After this theory Einstein had published as his fourth scientific paper, he later made a short addendum to it concerning the correlation between energy and mass; this formed his most famous equation and possibly the most famous equation of all time: E=mc^2.
However, after the publication of his fourth paper on special relativity, Einstein realised that it was incomplete. One way was that his concept only applied to a consistent-velocity motion and not acceleration, (only in an inertial frame of reference). In addition, his theory stated that no physical interaction can grow as much as the speed of light (referring to space and time), yet the notion was completely in denial with Newton’s discovery of gravity since it wasn’t factored in his theory at all.
Approximately a decade later (1915), Albert Einstein had then introduced General Relativity. Even though this notion sounds very similar to his previous discovery of special relativity, it is completely different. This now leads us on to understanding what general relativity really is…
The Theory of General Relativity: After Special Relativity came General relativity; it was founded during 1907-1915 and was published as a scientific paper as well as a science yearbook. When Einstein was studying how special relativity could have been fixed, he noticed two foundations; gravitational mass (weight on a field with gravity) and inertial mass (force required to push/move). Even though these were the same, these two theories were different in explaining one phenomenon. Thus, Einstein attempted to link two of these concepts together to create a more simple and united explanation. This led Einstein to realize a principle called “the principle of equivalence”; this principle explained that the effects of acceleration and gravity were equivalent. Einstein, with this observation in mind, came up with an eccentric idea that regarded space and time to actually be a fabric that curved (creating gravity). This had then emerged as a scientific breakthrough because of how gravity could be applied in 3 dimensional space and 4 dimensional space.

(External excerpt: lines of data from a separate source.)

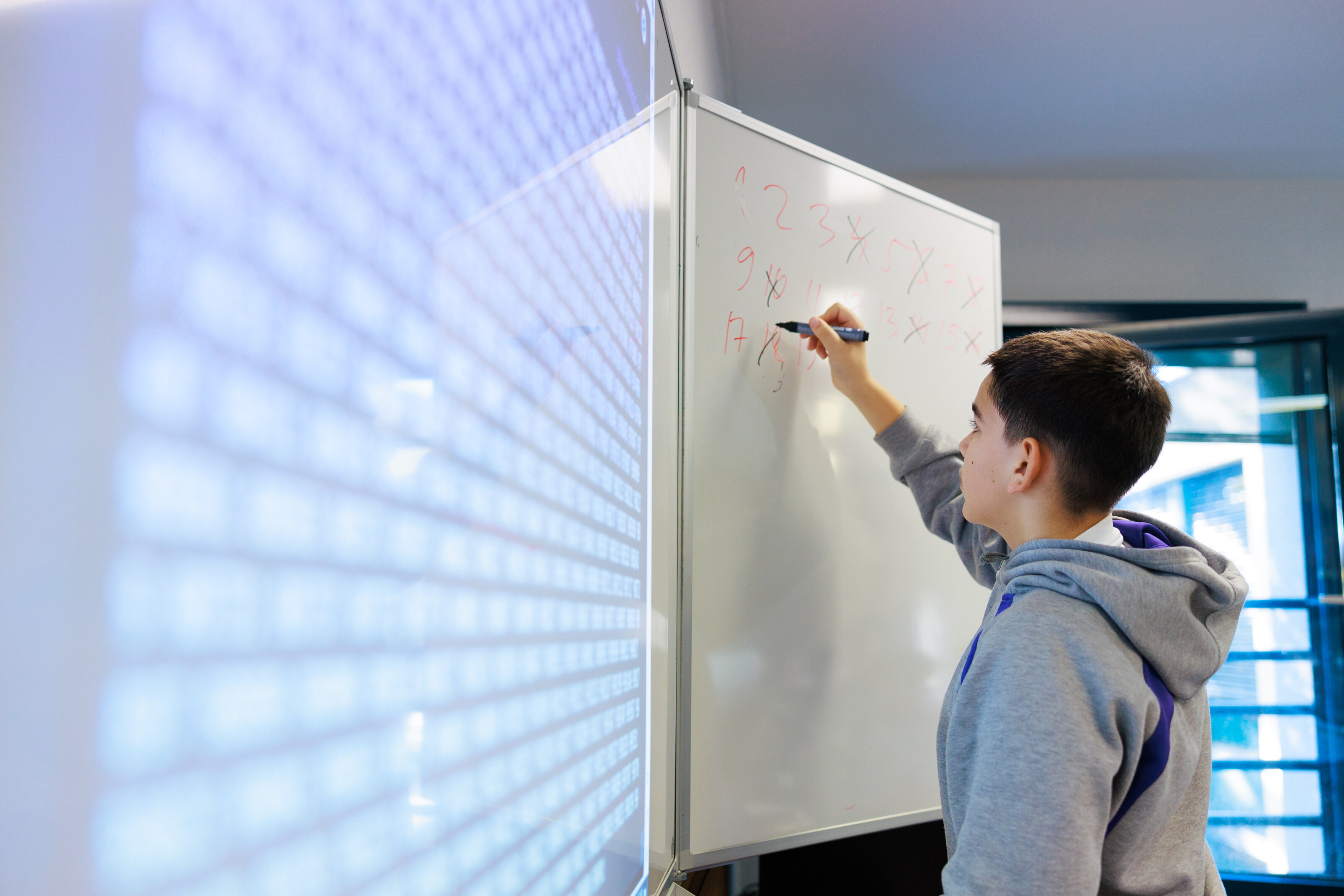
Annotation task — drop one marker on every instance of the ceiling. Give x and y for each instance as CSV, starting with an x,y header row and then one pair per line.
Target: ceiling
x,y
976,88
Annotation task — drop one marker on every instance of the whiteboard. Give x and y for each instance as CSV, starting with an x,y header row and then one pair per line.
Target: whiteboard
x,y
820,621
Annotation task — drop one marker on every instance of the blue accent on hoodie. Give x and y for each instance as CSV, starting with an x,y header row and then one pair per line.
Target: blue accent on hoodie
x,y
1158,749
1005,602
1152,758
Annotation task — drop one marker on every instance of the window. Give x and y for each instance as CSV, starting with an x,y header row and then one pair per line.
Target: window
x,y
1248,469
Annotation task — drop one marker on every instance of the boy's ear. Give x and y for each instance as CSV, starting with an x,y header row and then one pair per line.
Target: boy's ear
x,y
1029,467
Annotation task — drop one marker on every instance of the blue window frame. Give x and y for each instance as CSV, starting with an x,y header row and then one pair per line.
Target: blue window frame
x,y
1250,468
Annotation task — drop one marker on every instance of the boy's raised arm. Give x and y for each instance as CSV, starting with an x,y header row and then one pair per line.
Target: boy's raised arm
x,y
922,457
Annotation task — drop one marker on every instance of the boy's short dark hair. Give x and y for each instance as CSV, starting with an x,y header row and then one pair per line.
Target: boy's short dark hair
x,y
1093,401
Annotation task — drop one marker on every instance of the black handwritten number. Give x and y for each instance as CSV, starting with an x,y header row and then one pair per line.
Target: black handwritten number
x,y
917,328
769,339
744,257
826,210
779,281
920,266
859,242
781,208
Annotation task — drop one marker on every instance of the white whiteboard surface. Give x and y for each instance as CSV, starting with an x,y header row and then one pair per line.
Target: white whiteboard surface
x,y
822,623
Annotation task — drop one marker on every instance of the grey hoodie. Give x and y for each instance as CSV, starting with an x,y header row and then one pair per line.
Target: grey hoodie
x,y
1074,742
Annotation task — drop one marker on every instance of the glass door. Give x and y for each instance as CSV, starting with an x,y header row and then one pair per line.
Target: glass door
x,y
1249,468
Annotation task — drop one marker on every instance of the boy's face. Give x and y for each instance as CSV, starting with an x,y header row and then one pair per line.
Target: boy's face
x,y
990,462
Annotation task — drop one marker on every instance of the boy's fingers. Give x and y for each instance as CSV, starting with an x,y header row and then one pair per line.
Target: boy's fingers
x,y
840,316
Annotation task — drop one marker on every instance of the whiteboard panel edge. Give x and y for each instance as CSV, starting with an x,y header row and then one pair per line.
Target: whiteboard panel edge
x,y
690,862
738,117
682,836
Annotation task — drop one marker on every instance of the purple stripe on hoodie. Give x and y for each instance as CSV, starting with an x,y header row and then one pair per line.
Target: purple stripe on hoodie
x,y
1156,751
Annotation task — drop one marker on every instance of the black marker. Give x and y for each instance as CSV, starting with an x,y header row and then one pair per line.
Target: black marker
x,y
847,334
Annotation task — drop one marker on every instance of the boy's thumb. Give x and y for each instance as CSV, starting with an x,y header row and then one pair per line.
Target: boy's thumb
x,y
823,332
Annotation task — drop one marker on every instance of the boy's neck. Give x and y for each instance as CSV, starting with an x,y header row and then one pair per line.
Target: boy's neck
x,y
1045,522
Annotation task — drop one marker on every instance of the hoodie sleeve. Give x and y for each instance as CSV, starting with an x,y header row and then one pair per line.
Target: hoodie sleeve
x,y
929,464
1033,753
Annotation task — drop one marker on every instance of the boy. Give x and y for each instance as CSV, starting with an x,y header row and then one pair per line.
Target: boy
x,y
1074,739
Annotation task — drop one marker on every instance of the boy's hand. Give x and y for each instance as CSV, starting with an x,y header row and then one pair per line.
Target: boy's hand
x,y
848,360
850,367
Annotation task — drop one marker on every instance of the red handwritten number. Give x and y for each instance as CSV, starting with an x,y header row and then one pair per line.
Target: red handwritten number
x,y
740,338
744,257
974,283
895,327
781,208
826,210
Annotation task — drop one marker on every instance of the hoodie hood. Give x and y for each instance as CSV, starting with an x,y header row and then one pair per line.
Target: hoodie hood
x,y
1174,598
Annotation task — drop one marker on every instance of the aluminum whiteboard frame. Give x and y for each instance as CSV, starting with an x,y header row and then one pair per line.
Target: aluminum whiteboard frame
x,y
698,104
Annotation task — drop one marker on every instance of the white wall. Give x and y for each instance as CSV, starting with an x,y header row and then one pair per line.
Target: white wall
x,y
702,47
1163,239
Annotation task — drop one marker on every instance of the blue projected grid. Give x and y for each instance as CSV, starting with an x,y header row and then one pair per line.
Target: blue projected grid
x,y
377,623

This developed concept agrees with Einstein’s mistakes from his initial discovery of special relativity, because the acceleration of the natural factors (mass, light etc.) and the rotation of the earth means that this can also be applied to a non-inertial frame of reference; and it resolved the problem of gravity not being implemented before.
Evidently, Albert Einstein had to overcome a lot of challenges throughout his work life and his social life. He had to protect himself from war in his country, he had to overcome the beliefs and unsupportive behaviour from fellow colleagues, and most importantly had to survive as a refugee whilst working hard on a very demanding and high-level profession. Therefore, if you ever feel like something is too difficult or impossible in life, remember that …
Space and Time warping; perceived as Gravity.
“In the middle of difficulty lies opportunity”- Albert Einstein.